La magie du Titicaca jouerait-elle encore ? Entre le soleil, la lune,
les eaux pures du lac et la Cordillère enneigée, pouvons-nous aussi
y trouver les clés d'un empire personnel, d'un futur éclairé et enthousiasmant
? Voilà aujourd'hui cinq mois que nous construisons quelque chose d'impalpable,
d'immatériel, une entreprise égoïstement personnelle, asociale. Nous
déconstruisons l'édifice en carton-pâte sur lequel ne se construit pas
un avenir. Il me semble avoir gagné plusieurs années de sérénité et
perdu un peu plus de ma jeunesse innocente.

L'air vif du Titicaca ravive la
notion du temps, le temps passé et le temps futur. L'idée du retour
commence à semer ses angoisses et ses joies dans nos cerveaux disponibles.
Comment concilier cette aspiration nouvelle à la simplicité, cette aspiration
ancienne au mouvement, et divers projets qui germent dans nos visions
prospectives ? En laissant faire sûrement, sans tricher.

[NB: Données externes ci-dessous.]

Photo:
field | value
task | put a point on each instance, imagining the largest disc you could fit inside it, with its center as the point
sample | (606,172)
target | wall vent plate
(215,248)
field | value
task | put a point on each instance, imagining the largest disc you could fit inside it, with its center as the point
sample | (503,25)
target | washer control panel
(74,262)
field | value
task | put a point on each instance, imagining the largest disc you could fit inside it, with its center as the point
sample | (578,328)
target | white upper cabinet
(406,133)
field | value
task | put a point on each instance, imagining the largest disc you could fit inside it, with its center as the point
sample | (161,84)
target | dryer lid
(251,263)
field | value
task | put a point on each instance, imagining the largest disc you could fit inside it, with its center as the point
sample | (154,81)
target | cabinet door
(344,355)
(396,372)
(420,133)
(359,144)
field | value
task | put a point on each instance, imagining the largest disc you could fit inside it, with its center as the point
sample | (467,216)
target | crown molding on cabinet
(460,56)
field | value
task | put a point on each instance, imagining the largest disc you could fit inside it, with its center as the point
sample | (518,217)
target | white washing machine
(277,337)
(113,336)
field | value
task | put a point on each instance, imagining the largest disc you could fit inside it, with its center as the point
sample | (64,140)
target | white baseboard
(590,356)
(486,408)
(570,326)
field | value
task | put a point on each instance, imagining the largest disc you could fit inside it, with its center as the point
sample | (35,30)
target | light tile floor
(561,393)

Marchant vers
les ruines principales de l'île du soleil, 200 mètres au-dessus des
eaux profondes du lac, à 4000 mètres donc, Martine peut constater amèrement
qu'elle n'est pas encore au mieux de sa forme.

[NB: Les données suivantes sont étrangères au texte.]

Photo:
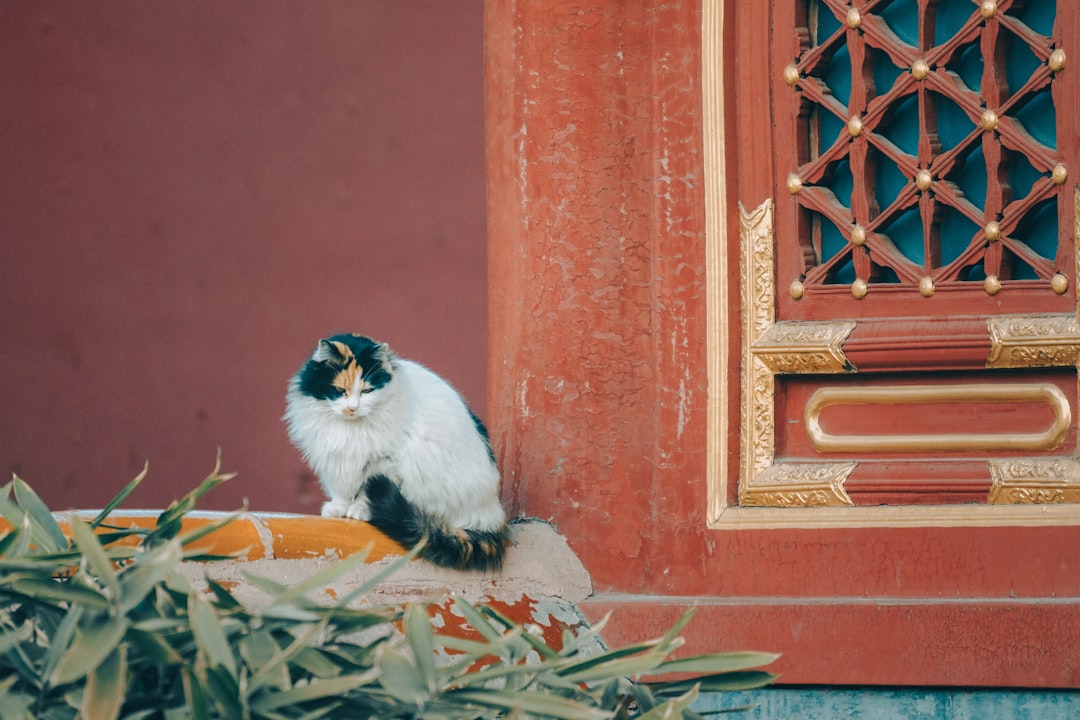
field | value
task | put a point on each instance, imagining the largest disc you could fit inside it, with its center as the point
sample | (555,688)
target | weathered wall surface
(191,194)
(596,255)
(598,384)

Personnellement, ce petit exercice
physique me remet d'aplomb. Le soir, du haut du cerro qui surplombe
Copacabana, nous observons un phénomène rare : le coucher du soleil
sur les eaux du Titicaca ! 365 fois par an, il se couche là-bas, sur
l'horizon péruvien. Demain, nous irons le chercher où il se cache, quittant
cette belle et contrastée Bolivie après un mois et demi de plaisante
errance.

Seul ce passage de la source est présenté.